With movies like Call Me By Your Name and Love, Simon (both of which did not see theatrical releases in India, so here is a shameless plugin to #ReleaseLoveSimonInIndia) where LGBTQ+ characters are not just nuanced and layered but also pushed right to the forefront as movie leads, Hollywood has taken a giant leap in showing its support for the rainbow movement.

And that is only in the past eight months. So why should Bollywood trail behind?

The problem here does not lie with Veere Di Wedding, or even Bollywood, in hindsight. The problem lies in the complete indifference with which the Indian media deals with homosexuality in general.

A few years ago, I had the opportunity to be part of a ‘label-breaking’ advertisement. Helmed by an award-winning director known for his indie work, it was a #TimeToBreakStereotypes video campaign for a high-end luxury brand. They needed an openly gay man for a small bit role, and here I was, fresh out of the closet. It was Pride Month, and I was bursting to do my bit for the community (and my 15 seconds of fame).

On the day of my shoot, I drove over to the set with a fresh haircut and fresher hopes. Between a hurried costume change and makeup session, I peeped over the assistant director’s shoulder to read my character’s description on the call sheet: There were only two words.

Gay Two.

The fact that I was not important enough to be ‘Gay One’ aside (in my defense, it was an androgynous supermodel), was this really what we had come down to?

Because if the urban intellectual can be so unsympathetic to an entire sexual minority’s problems, what can we really expect from the rest of the country? Is it because of the instant dismissal of any character that is NOT the quintessential straight male lead?

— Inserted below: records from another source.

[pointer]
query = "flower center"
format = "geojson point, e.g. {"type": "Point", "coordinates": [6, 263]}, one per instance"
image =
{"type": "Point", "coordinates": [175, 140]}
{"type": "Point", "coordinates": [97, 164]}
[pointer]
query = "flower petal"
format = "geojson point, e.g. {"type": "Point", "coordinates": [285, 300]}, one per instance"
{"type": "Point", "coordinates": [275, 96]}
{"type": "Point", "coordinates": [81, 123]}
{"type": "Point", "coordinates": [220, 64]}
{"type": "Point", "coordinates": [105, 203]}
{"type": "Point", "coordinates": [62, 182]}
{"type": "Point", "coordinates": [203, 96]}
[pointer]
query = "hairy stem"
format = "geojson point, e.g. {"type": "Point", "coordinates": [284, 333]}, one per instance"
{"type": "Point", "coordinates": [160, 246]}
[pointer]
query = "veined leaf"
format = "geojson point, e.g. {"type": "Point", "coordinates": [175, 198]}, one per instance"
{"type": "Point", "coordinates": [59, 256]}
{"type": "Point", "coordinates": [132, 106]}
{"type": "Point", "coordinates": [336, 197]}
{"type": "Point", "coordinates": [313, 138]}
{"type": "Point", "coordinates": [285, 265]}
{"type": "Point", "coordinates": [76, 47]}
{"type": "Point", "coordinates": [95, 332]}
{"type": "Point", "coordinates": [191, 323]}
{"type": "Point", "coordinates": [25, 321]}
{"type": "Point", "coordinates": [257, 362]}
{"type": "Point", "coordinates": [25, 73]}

Or is it because the film industry fears social backlash for making a movie with strong, affirmative gay leads?

Or maybe the two reasons are the same thing.

But I still feel like we can do this. We are queer, and we are here (and to quote a fabulous friend, we are not going anywhere anytime soon, dear). The time is ripe for some fresh, realistic portrayals of queerness in Bollywood. Someone who has aspirations. Someone who has problems. Someone who likes Sunday catnaps.

Because if the LGBT+ community can step out of their closets, it is high time that Bollywood should too. I can personally vouch for the fact that the wedding sequence will be bright and glorious.